It’s the opposite really - even if you have really safe parts, the overall system will be more likely to fail than any particular part.
Say you have 10 independent critical components each with a 0.99 probability of not failing. Well the probability of nothing failing in the system is 0.99^10 ≈ 0.9. So your collection of parts each with a 1% chance of failure has a 10% chance of some critical component failing overall.
Of course it’s more complicated because in real life nothing is really independent, and failure of one component will be coupled to failure in another. This makes simple solutions like redundancy not necessarily helpful (and sometimes even detrimental).
The problem is that any system that's built around cheap redundant parts will gradually degrade to it's minimum viable state because the humans who maintain it will eventually be lazy| greedy| stupid enough. So it also has to fail early by design before reaching that state.
There is in software, but in hardware it's a chain with links and the weakest part will be the one to cause the chain to fail. Hence the focus on individual parts reliability and quality.

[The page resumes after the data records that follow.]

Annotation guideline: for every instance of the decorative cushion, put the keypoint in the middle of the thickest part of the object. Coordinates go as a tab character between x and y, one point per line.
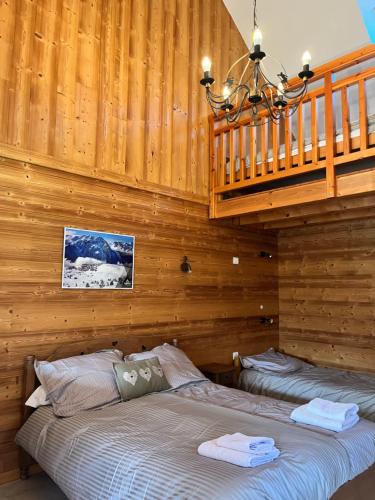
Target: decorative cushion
38	398
274	361
177	367
137	378
80	382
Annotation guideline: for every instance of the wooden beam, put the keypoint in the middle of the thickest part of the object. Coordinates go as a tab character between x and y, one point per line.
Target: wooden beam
303	193
300	212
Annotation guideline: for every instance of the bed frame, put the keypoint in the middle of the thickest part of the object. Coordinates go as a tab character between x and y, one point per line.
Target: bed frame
241	184
360	488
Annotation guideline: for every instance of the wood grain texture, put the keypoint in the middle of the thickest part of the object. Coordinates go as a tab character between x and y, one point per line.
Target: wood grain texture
113	86
327	293
213	311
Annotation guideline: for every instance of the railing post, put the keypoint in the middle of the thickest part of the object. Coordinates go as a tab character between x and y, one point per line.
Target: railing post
213	173
330	167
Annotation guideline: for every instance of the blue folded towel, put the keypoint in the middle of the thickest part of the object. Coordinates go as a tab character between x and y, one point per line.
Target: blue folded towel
211	449
241	442
304	415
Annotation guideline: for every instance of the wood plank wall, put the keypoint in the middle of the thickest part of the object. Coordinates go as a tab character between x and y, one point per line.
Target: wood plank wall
327	293
110	89
214	310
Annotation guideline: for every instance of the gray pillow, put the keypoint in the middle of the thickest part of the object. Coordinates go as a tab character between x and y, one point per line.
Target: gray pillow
80	382
137	378
274	361
177	367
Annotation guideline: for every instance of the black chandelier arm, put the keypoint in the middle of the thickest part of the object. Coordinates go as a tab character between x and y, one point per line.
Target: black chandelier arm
272	114
295	94
288	94
233	117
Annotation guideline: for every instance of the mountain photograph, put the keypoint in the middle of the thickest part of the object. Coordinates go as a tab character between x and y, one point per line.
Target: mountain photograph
96	260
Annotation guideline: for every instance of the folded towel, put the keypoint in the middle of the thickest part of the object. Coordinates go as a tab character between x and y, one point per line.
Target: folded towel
303	415
335	411
211	449
241	442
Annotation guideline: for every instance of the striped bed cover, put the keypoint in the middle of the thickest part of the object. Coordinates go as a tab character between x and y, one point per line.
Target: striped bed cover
146	449
304	385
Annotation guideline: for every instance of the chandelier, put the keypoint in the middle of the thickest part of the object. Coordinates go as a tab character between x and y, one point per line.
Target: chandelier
255	90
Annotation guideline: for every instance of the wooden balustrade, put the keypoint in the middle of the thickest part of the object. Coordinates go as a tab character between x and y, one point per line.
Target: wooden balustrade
245	155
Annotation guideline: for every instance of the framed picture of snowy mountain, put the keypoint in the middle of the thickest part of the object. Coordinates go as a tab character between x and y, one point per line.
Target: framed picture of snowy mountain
96	260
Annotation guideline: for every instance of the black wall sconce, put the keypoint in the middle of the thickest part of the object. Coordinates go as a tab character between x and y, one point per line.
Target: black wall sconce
267	321
265	255
185	266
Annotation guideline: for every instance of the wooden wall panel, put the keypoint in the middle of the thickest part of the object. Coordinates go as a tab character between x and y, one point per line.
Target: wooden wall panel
327	293
111	88
213	311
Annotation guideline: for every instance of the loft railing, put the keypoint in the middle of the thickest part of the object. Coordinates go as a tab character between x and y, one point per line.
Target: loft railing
335	124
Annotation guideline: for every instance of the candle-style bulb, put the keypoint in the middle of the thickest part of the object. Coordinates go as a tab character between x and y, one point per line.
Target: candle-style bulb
206	64
257	37
306	58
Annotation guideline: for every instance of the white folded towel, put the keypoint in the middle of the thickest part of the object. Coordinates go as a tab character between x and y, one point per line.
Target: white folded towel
211	449
335	411
241	442
304	415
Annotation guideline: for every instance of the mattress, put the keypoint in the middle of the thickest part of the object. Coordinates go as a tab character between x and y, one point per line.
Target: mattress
146	448
302	386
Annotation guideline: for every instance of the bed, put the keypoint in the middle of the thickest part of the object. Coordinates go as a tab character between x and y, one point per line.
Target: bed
309	382
146	448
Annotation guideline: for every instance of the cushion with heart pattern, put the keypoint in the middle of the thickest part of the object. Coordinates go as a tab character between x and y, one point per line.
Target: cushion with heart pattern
137	378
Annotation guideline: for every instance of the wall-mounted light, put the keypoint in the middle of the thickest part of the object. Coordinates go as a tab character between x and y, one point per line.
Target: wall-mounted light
267	321
265	255
185	266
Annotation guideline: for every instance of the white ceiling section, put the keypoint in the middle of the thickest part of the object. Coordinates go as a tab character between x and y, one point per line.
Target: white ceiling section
327	28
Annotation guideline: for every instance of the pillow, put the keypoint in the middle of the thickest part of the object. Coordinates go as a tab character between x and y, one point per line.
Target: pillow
137	378
177	367
274	361
38	398
80	382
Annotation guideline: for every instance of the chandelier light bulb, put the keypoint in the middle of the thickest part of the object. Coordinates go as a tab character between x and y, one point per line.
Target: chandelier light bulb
206	64
257	37
306	58
255	90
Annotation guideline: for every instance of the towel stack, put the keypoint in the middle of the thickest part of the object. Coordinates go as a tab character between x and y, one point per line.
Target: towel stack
326	414
239	449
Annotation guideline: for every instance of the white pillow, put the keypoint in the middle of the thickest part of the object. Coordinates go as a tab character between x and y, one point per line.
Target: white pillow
38	398
177	367
274	361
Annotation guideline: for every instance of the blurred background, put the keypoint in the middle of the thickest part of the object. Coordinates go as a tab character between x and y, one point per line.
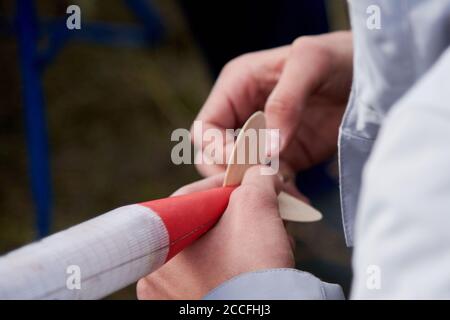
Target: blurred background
86	115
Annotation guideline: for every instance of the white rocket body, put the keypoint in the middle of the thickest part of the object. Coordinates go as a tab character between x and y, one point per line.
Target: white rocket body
111	251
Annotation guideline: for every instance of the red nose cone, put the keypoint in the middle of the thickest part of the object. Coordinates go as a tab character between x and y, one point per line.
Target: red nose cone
189	216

You make me think about how nuclear weapons tests are currently done. they are detonated underground, the soil above the device collapses on top, containing the majority of the fallout. it's a reliable and simple system and poses the question, could a nuclear power station be built in that way, because it wouldn't require the development of new technology.

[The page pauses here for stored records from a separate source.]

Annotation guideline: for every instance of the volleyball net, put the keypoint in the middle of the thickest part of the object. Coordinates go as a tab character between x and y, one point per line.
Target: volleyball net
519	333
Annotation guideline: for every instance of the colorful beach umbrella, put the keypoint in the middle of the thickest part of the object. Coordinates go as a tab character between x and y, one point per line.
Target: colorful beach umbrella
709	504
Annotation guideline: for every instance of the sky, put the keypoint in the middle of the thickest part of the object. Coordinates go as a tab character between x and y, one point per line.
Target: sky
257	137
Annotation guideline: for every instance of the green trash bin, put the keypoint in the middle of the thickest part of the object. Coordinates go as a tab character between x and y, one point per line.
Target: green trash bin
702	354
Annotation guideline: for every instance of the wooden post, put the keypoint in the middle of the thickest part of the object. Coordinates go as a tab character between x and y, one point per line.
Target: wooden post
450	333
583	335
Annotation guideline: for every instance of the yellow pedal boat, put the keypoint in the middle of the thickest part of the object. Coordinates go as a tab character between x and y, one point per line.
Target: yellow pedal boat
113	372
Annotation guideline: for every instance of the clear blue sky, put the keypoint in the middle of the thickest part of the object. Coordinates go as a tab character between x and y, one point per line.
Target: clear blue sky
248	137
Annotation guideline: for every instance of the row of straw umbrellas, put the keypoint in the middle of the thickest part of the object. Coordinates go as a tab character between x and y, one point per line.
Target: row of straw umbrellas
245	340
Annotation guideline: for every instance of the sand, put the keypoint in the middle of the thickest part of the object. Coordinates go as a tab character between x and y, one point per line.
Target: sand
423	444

Redundancy also adds a lot of complexity, as fail-over mechanisms aren't simple either. That added complexity then turns into additional possible error sources.
A friend of mine builds a component for a satellite system and the FDIR mechanisms need to be chosen very carefully, as adding more fail-safes can actually make the system overall more error prone.
There's an interesting blog post on from AWS about that topic [0]. Turns out adding more fallbacks and fail-safes is actually discouraged there.